In 2012 Thorby was a stand-out in North Queensland's pre-season and trials and was rewarded with an 18th man spot in the club's round 4 clash against the Cronulla-Sutherland Sharks.

Thorby made his first appearance for North Queensland's round 5 game against the Canberra Raiders, he replaced Co-Captain Matthew Scott and ran for an impressive 94 metres off the bench.

In round 8 2012, Thorby was rewarded with player of the match award with The anzac teddy for his strong carries. In this game Thorby made 119 metres from just 10 runs.

Thorby had been one of the most improved players in the 2012 NRL season and had been described a human bowling ball. In his side's round 10 away victory over Newcastle he suffered rib cartlidge damage during his first hit-up of the game, he bravely toughed the game out, playing on for 26 minutes after the injury occurred.
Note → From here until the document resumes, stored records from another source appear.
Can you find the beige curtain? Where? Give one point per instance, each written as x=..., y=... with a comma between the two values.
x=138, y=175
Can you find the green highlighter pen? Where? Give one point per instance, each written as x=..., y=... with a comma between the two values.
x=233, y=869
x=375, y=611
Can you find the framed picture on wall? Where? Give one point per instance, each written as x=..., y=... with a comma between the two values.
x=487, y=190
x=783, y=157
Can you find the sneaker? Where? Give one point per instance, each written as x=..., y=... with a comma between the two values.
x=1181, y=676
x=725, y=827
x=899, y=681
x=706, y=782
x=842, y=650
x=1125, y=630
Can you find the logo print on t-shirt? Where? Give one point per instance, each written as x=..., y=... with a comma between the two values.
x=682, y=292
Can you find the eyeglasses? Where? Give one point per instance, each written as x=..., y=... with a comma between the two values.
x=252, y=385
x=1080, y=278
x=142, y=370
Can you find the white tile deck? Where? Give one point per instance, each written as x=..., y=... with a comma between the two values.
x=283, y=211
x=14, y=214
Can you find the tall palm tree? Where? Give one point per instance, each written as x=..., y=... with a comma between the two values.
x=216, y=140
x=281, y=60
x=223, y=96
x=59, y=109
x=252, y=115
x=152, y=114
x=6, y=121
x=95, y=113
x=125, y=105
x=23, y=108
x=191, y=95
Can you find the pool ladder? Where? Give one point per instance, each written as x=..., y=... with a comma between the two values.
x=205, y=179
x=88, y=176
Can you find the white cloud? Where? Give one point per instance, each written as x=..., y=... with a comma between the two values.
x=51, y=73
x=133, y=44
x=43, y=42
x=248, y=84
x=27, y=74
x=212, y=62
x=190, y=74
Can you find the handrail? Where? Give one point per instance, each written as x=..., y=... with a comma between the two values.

Thorby came off contract with North Queensland at the end of the 2012 NRL season but was resigned until the end of 2014. Thorby's final match in first grade was a 42-12 loss against Canberra in round 11 2014.

In 2016 Thorby joined the Norths Devils A grade team for the TDRL season.

==Personal life==
Thorby is married to Kirrily Hardy and the pair have two young children together.

After coming off contract with the NRL Thorby had plans to retire and join the Police force but those plans were halted by previous driving indiscretions.